Detect "DOC-" followed by numeric ID with regex in Python

I want to find all the occurrences of a specific term (and its variations) in a word document. These are the steps:

Extract the text from the word document
Try to find pattern via regex

Extract Text from Word Document

The document variable contains the extracted text with the following function getText(filename):

import docx

def getText(filename):
    doc = docx.Document(filename)
    fullText = []
    for para in doc.paragraphs:
        fullText.append(para.text)
    return '\n'.join(fullText)

Find Pattern with Regex

The pattern consists of words that start with DOC- and after the hyphen- there are 9 digits.

I have tried the following without success:

with start and end line markers

pattern = re.compile('^DOC\.\d{9}$')
pattern.findall(document)

without

pattern = re.compile('DOC\.\d{9}')
pattern.findall(document)

Can someone help me?

Solution

You can use a combinbation of word and numeric right-hand boundaries.

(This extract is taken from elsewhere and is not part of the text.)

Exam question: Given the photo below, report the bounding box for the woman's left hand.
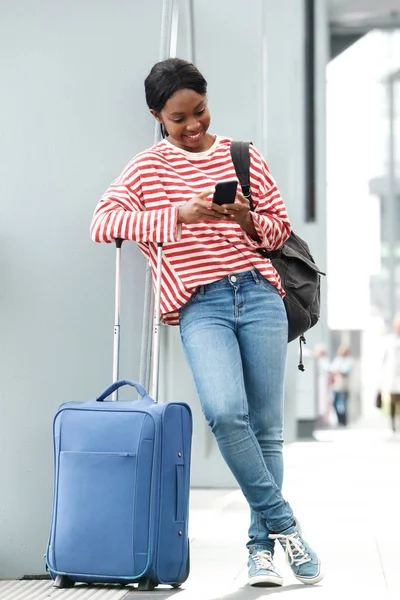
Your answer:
[215,193,251,226]
[213,193,259,241]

Also, you say there must be a dash after DOC, but you use a . in the pattern. I believe you wanted to also match any en- or em-dash, so I'd suggest to use a more precise pattern, like [-–—]. Note there are other ways to match any Unicode dash char, see Searching for all Unicode variation of hyphens in Python.

import docx

def getText(filename):
    doc = docx.Document(filename)
    fullText = []
    for para in doc.paragraphs:
        fullText.append(para.text)
    return '\n'.join(fullText)

print( re.findall(r'\bDOC[-–—]\d{9}(?!\d)', getText(filename)) )

Details:

\b - a word boundary
DOC - DOC substring
[-–—] - a dash symbol (hyphen, en- or em-dash)
\d{9} - nine digits
(?!\d) - immediately to the right of the current location, there must be no digit.